The Federal National Mortgage Association's service charge on ARMs it buys recently was increased from three-eighths to one-half point. "We recognize that they are more expensive to service," said John Hayes, a FNMA regional vice president. Fannie Mae regularly buys eight different ARMs, and in the past two years it has bought "120 other types of ARMs under negotiated transactions" with lenders, according to Hayes.
Such a proliferation not only confuses borrowers but confuses investors, most of whom prefer to know what the exact return will always be on a mortgage-backed security.
"There's no uniformity of ARMs, so there's not going to be a market for them," complained Brian Hays, managing director of A. G. Becker Paribas Inc. in New York.
Stamper said both Freddie Mac and Fannie Mae should reach a standardization of ARMs by late fall, but he still said there would be from three to seven different adjustable-rate mortgage instruments.
Mortgage bankers, who are becoming a dominant force in home lending, never have shown the same negative attitude toward fixed-rate loans that savings and loans show. They also have been active in offering FHA and VA fixed-rate loans, loans that have become more popular and loans that the thrifts blame for their inability to find acceptance of ARMs.
In 1977, savings associations provided 53 percent of home loans and mortgage bankers only 16 percent. Last year, the thrifts' share had fallen to 37 percent, while the mortgage bankers' had risen to 29 percent. And in the first quarter of this year, 32 percent of home loan originations were provided by mortgage companies, while S&Ls accounted for 38 percent, according to the Department of Housing and Urban Development.
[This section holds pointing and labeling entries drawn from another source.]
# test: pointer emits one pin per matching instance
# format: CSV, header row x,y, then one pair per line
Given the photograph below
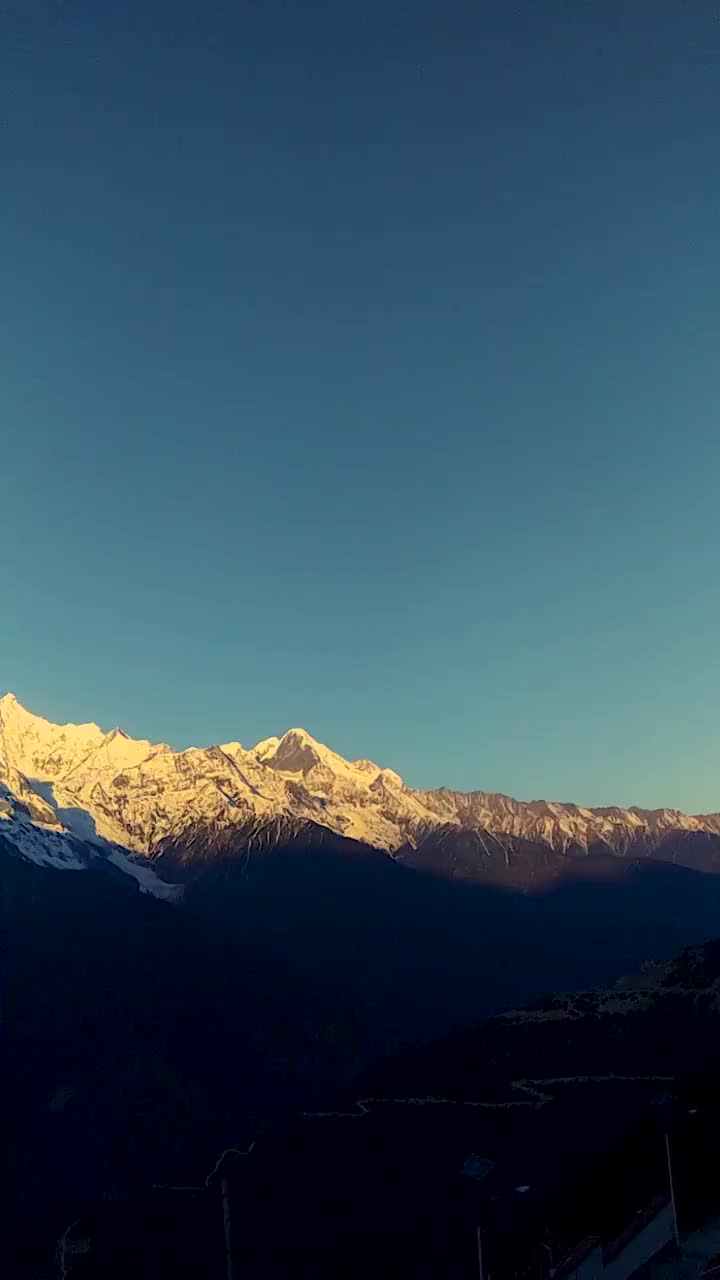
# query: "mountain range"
x,y
71,792
197,942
"Consumers are moving to mortgage bankers, who are offering them 30-year, fixed-rate loans," James A. Hollensteiner, a director of the U.S. League of Savings Institutions, warned his industry at the annual conference of the league's Institute of Financial Education in Chicago in March. Mortgage bankers "are moving in to take your place," he told thrift officials.
As thrifts became less active home lenders, mortgage bankers have moved to fill this void, offering mortgages to real estate brokers and to home buyers who walk into their offices. California-based Sunkist, for example, now has regional offices in eight cities outside California.
Before his Crittenden presentation, Sunkist's Strasser pointed out that, unlike savings institutions, mortgage bankers have to place the mortgages they make, "because they're not the investor." This has forced them to be flexible in order to survive, he said.
"I come from the savings and loan business," added Strasser, who for 16 years was president of Telegraph Savings and Loan Association in Chicago. "They have found it necessary and prudent to carry most of their money in the form of liquidity. That means they just don't have the money for long-term loans. Mortgage bankers who are accustomed to getting funds from investors have found they could fill this niche and do it quite effectively."
But savings and loans increasingly are selling off their loans, rather than holding them and risking losses on them if interest rates again rise. Those that do this usually are the ones still making long-term, fixed-rate loans.
"The large savings and loans are selling their fixed-rate loans; they aren't holding any," said Ron Myhro, president of Capital Advisors Inc., a financial consulting firm with headquarters in La Jolla, Calif. "Only the smaller S&Ls may be holding them."
In the face of consumer and investor resistence to ARMs, California institutions have had to continue offering 30-year, fixed-rate mortgages.
"If Home and Great Western can't sell them, who can?" asked John P. Long, regional vice president of the real estate loan department of the $7.3 billion-asset First Nationwide Savings & Loan Association of Pleasant Hill, Calif., referring to that state's two largest thrifts.
"People aren't buying some of this stuff very well," he commented at the Institute of Financial Education conference. "There's been some problem with these instruments. The marketplace still is fixed-rate."